Line up the $kn$ people by order of student number.
The person with the lowest student number gets to pick her team. She has $\dbinom{kn-1}{n-1}$ choices. Now the unchosen person with the lowest student number gets to pick her team. She has $\dbinom{(k-1)n-1}{n-1}$ choices. Now the unchosen person with the lowest student number gets to pick her team. She has $\dbinom{(k-2)n-1}{n-1}$ choices. And so on. Multiply.
Another way: Let us divide our $kn$ people into $k$ teams, one of which is to wear uniforms of colour $C_1$, one to wear uniforms of colour $C_2$, and so on. It is easy to see that this can be done in $\dbinom{kn}{n!,n!,\dots,n!}$ ways.

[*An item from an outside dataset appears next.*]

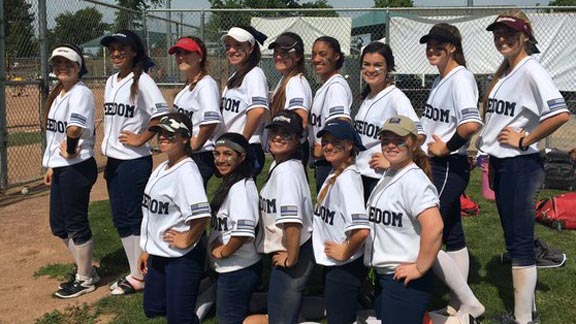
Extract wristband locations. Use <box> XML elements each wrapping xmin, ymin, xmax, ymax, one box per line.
<box><xmin>518</xmin><ymin>137</ymin><xmax>530</xmax><ymax>152</ymax></box>
<box><xmin>66</xmin><ymin>136</ymin><xmax>80</xmax><ymax>155</ymax></box>
<box><xmin>446</xmin><ymin>131</ymin><xmax>468</xmax><ymax>152</ymax></box>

Here we used the multinomial coefficient, which simplifies to $\dfrac{(kn)!}{(n!)^k}$.
Now the teams stay intact, but decide to play their sport at a nudist camp, and shed their uniforms. Then the $k!$ permutations of uniform colour collapse into one. Thus the number of divisions into $k$ uniformless teams is $\dfrac{1}{k!}\dfrac{(kn)!}{(n!)^k}$.
For the toy example $k=2$, $n=3$, the first method gives $\binom{5}{2}$. The second gives $\frac{1}{2!}\binom{6}{3,3}$. Each of these is $10$.
For $40$ people and groups of $10$, the first approach gives $\binom{39}{9}\binom{29}{9}\binom{19}{9}$.
The second approach gives $\frac{1}{4!}\frac{40!}{(10!)^4}$.